Alexej Svitlytjnyj was sitting at his desk and had been forewarned. Just as Söderstedt had suspected, there was no computer on his superbly crafted desk. There was, however, an oddly shaped cigarette hanging from the mouth of the big, composed man in the impeccable Eastern European suit. It looked like one of the suits Soviet leaders used to wear when they stood on a platform above Red Square, waving stiffly to the military parades passing by below. Arto Söderstedt had always suspected that those men had been stuffed and remote-controlled.
Svitlytjnyj was neither, but he was, however, rather apathetic. His English was also surprisingly eloquent.
‘I checked with the Ministry of Justice,’ he said once their introductions were over and done with. ‘As a representative of Europol, it’s perfectly OK for you to access our investigatory materials.
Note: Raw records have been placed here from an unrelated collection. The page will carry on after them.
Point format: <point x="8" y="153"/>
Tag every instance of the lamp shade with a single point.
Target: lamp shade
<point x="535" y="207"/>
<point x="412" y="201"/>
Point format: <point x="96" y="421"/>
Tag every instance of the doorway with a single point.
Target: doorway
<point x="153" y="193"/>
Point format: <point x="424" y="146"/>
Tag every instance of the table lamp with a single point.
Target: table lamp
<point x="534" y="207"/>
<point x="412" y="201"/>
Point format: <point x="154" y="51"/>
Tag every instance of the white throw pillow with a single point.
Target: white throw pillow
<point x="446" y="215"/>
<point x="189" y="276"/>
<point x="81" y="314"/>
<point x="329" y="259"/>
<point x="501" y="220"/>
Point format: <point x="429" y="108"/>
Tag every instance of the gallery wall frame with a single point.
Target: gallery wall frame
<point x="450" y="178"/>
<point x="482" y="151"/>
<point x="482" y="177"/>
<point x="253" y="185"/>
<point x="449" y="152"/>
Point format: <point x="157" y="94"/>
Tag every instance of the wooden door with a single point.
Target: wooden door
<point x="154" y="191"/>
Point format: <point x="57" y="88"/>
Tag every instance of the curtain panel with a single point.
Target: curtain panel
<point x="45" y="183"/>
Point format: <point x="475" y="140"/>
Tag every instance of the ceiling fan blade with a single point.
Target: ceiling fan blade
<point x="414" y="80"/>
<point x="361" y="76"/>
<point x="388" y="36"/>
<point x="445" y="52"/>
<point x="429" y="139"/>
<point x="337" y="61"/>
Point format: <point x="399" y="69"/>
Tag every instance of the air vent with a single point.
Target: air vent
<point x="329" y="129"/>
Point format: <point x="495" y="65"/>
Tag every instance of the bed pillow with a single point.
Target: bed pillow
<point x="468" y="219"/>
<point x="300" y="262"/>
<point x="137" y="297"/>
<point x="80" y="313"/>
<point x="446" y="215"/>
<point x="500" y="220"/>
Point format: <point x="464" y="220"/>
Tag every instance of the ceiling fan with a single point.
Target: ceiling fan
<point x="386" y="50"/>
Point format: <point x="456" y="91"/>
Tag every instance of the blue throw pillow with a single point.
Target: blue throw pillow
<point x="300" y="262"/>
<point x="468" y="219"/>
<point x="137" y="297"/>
But sending it halfway across the world to the Swedish police was a different matter.’
‘So have you managed to identify the noseless man?’ asked Söderstedt.
Svitlytjnyj nodded gravely like an old brown bear.
He looks like a Nevalyashka doll, Söderstedt thought, happy to make use of a long-neglected word from his childhood. Like one of those little plastic dolls with big round heads which teetered back and forth for all eternity when you set them in motion.
‘That’s correct,’ Svitlytjnyj eventually said, sluggishly holding out a dog-eared brown folder with a hammer and sickle on the cover. ‘From the Soviet days,’ he added with a gesture to the Communist hammer and sickle symbol. ‘That was another part of the problem when it came to sharing the material.’
Söderstedt opened the file and stared down into a forest of Cyrillic letters.
‘It’s in Russian,’ he said thoughtlessly.
‘No it isn’t,’ said Svitlytjnyj. ‘It’s Ukrainian. A language spoken by seven times more people than Swedish.’
‘Sorry,’ Söderstedt replied courteously.
‘Turn the page,’ said Svitlytjnyj. ‘There’s a photograph.’
Söderstedt did as he was told. Staring at him was an utterly strange figure with a dark gaze.
The figure had no nose.
‘His name was Kouzmin,’ the commissioner said, taking a deep drag from his cigarette. By this point, there were only about four millimetres of it left. Söderstedt wondered how it would all pan out – would it last another drag?
‘Koutjschmin?’ he tried.
Svitlytjnyj nodded sideways and made a bobbing motion with his hand.
‘Something like that,’ he said. ‘Franz Kouzmin. His criminal record isn’t particularly extensive. Mostly linked to a long-standing, intense vodka habit. Petty crimes. Break-ins, receiving stolen goods, drunkenness. Hardly a major criminal. He was reported missing by his daughter at the end of September 1981. Apparently he was a widower.’